Luke Stuckey broke the school-record in the indoor mile. Photo by Shelby Berglund / Antelope Staff

Following years of dissatisfaction with his 1,600-meter times, Luke Stuckey has finally hit his stride in his final season with the Lopers. The redshirt senior recently broke the school record in the event, running a 4:04.95 in the Gorilla Classic in February.

While his successes haven’t always come easy, one word always sticks with him. Perseverance. 

“Over the last couple years, I’d been a little frustrated with how my mile had gone because the 1,500 had been going so well,” Stuckey said. “I had broken the school record in the 1,500 a while back, so I kind of thought that following indoor season the mile was going to come too, and it didn’t. Finally in my last indoor season, it has started to click.”

At the MIAA Indoor Championships, Stuckey won his first conference indoor title, winning the mile at 4:06.64. 

He will now travel to the NCAA Indoor Championships in Virginia on Friday, where he is seeded 15th. Stuckey is also a member of the distance medley relay team with Wes Ferguson, Micah Swedberg and Peyton Davis, where they are seeded eighth at 9:44.48. 

“What he’s doing is what I would’ve expected him to do,” said UNK track and field coach Brady Bonsall. “I think he’s capable of even more. He’s gaining momentum here at the end of the season, which is big.

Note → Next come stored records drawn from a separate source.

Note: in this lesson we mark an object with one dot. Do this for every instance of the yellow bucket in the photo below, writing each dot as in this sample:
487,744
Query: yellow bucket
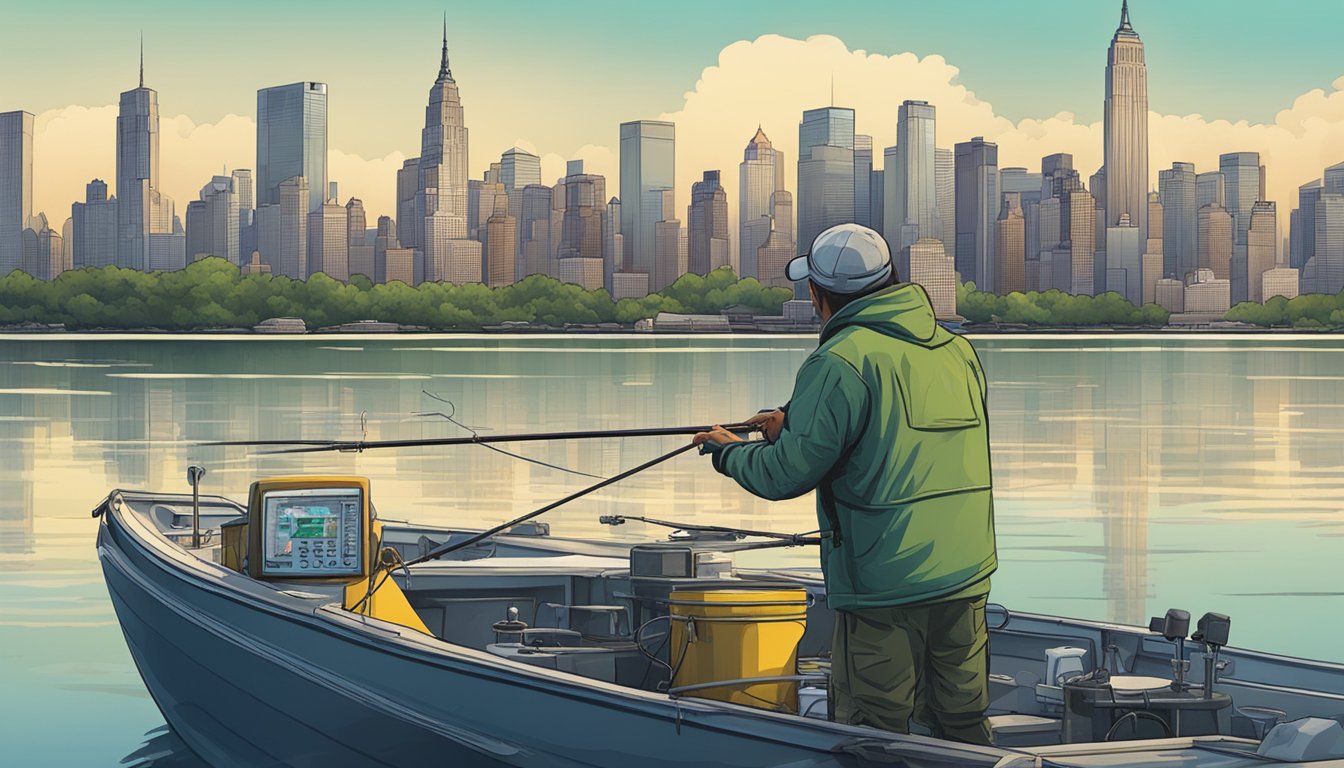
719,636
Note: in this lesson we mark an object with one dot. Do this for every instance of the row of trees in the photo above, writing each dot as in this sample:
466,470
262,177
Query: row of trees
1309,311
1055,308
213,293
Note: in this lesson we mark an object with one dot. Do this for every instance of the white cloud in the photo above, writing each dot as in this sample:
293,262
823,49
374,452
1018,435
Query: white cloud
768,81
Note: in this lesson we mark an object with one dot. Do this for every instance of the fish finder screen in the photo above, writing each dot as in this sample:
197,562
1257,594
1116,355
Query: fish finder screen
312,531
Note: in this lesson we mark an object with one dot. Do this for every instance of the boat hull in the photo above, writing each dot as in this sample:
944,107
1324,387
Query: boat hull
246,679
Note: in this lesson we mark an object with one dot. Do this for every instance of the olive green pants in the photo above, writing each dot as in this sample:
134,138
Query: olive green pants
929,662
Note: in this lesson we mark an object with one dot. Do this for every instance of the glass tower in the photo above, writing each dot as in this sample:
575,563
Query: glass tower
292,140
648,160
15,186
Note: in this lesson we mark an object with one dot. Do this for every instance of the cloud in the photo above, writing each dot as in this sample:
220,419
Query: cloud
769,82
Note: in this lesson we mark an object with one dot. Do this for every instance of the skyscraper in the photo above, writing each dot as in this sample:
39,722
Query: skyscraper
1215,241
519,168
863,179
438,227
1180,219
1011,245
1242,176
825,174
94,227
1126,128
933,269
213,222
328,241
1303,233
648,170
1261,248
758,179
945,195
141,209
15,186
977,209
911,180
582,226
707,222
292,141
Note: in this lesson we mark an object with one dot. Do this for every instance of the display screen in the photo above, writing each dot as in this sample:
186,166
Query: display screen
313,531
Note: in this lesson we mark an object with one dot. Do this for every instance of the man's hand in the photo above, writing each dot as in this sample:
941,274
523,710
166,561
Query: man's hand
718,436
769,424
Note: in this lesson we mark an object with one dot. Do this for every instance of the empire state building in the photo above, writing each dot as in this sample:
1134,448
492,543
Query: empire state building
1126,128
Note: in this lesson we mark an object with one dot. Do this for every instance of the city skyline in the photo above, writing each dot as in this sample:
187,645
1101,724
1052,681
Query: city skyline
703,147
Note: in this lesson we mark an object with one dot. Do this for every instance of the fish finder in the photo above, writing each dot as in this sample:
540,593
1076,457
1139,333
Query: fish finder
309,529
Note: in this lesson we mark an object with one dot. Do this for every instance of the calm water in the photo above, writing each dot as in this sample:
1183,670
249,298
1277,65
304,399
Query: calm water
1132,475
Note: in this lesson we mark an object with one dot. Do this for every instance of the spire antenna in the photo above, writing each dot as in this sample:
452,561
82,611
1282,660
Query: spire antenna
444,71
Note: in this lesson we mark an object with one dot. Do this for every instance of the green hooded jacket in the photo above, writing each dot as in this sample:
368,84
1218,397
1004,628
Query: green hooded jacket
887,423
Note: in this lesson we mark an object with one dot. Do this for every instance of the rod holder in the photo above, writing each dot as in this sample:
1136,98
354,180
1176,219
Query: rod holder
194,475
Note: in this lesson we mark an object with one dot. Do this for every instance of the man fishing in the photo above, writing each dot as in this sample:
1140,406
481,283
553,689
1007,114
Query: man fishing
887,424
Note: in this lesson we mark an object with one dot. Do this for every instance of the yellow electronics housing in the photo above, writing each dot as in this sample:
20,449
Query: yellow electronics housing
737,634
317,530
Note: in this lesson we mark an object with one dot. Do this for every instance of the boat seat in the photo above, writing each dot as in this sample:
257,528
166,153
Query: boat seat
1024,729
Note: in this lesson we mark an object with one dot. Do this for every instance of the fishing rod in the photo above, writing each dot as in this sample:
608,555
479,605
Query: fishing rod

Carrying that momentum from the Gorilla Classic and from the MIAA meet into the national meet, I think he’ll have some good things happen.”

Running has always been a part of Stuckey’s life. In high school, he was a three-time Class B state qualifier, a two-time state champion in the 3,200 and a one-time champion in the 1,600. 

“I’ve been doing track and field since middle school, and even some before that,” Stuckey said. “It’s been extremely important. At this point, I can’t really remember what it was like before being in track and field. I’ve learned a lot through the sport, met some of my best friends through the sport and it’s just been a lot of fun.”

When it matters the most, Stuckey steps up. A lot of athletes get nervous under the pressure, but not him. 

“It’s good confirmation of a guy that works hard and competes hard,” Bonsall said. “He’s as good or better in the championship meets as he is in the regular season.”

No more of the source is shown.